Nach langen Diskussionen hält die Torlinientechnik nun auch in der Fußball-Bundesliga Einzug. Bei dem „Hawk-Eye“-System handelt es sich um eine Technologie mit 14 auf den Stadiondächern installierten Kameras. Kosten pro Partie: 8000 Euro.

Sport: Heiko Hinrichsen (hh)

Stuttgart - Das Auge des Falken hätte Stefan Kießling einiges an Ärger erspart. Als der Leverkusener Stürmer am 13. Oktober 2013 den Ball beim Gastspiel in Hoffenheim durch ein Loch im Außennetz zum 2:0 köpfte, hatte die Fußballnation ihr Phantomtor. Bayer siegte 2:1 – doch Kießling („Ich habe dem Schiedsrichter Brych gesagt, dass ich nicht gesehen habe, wie der Ball rein ist“) wurde im Internet derart übel beschimpft und beleidigt, dass er seine Facebook-Seite schließen musste.

 

Sieben Monate später belegte dann eine 3D-Analyse im Anschluss an das DFB-Pokalfinale von 2014 eindeutig, dass ein Kopfball des Dortmunders Mats Hummels beim Stand von 0:0 bereits 40 Zentimeter hinter der Linie war, ehe der Bayern-Verteidiger Dante das Leder klärte.

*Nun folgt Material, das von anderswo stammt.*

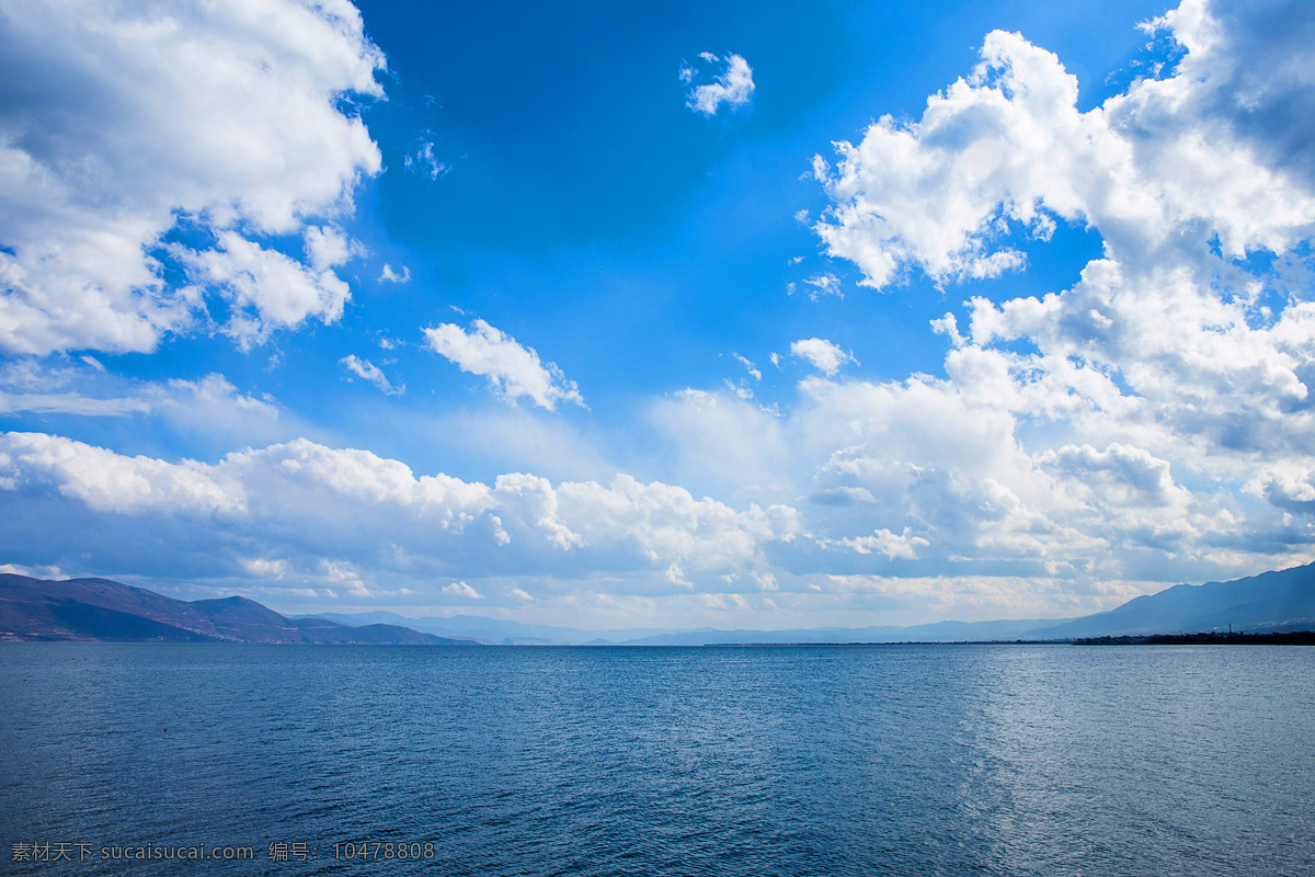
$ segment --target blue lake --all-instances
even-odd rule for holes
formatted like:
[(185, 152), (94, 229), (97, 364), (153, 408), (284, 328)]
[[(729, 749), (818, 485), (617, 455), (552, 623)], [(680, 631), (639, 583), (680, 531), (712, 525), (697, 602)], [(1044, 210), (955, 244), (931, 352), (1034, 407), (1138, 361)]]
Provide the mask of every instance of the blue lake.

Das Thema Torlinientechnik hielt so endgültig Einzug in die Chefetagen des deutschen Fußballs.

Das Debüt des „Haw-Eye“ in der Bundesliga

Von Freitag an wird das „Hawk-Eye“, das in England bereits seit der Saison 2013/14 eingesetzte, Kamera-gestützte „Falkenauge“, daher auch von den Dächern der Bundesligastadien aus über die deutschen Erstliga-Torlinien wachen. „Wir versprechen uns davon eine große Erleichterung. In der Frage, war es ein Tor oder nicht, wird es künftig keine Diskussion mehr geben“, sagt Lutz Fröhlich, der DFB-Abteilungsleiter für Schiedsrichterwesen. 8000 Euro pro Spiel kostet die Bundesligavereine künftig der Einsatz der britischen „Hawk-Eye“-Technologie, die bei der Vorauswahl durch den Vorstand der Deutschen Fußball-Liga (DFL) gegenüber den konkurrierenden Systemen Goal-Ref (das mit Magnetfeldern sowie einem Chip im Ball arbeitet) und der Variante Goal-Control die Nase vorne hatte. Das macht über die gesamte Saison einen finanziellen Aufwand von 130 000 Euro.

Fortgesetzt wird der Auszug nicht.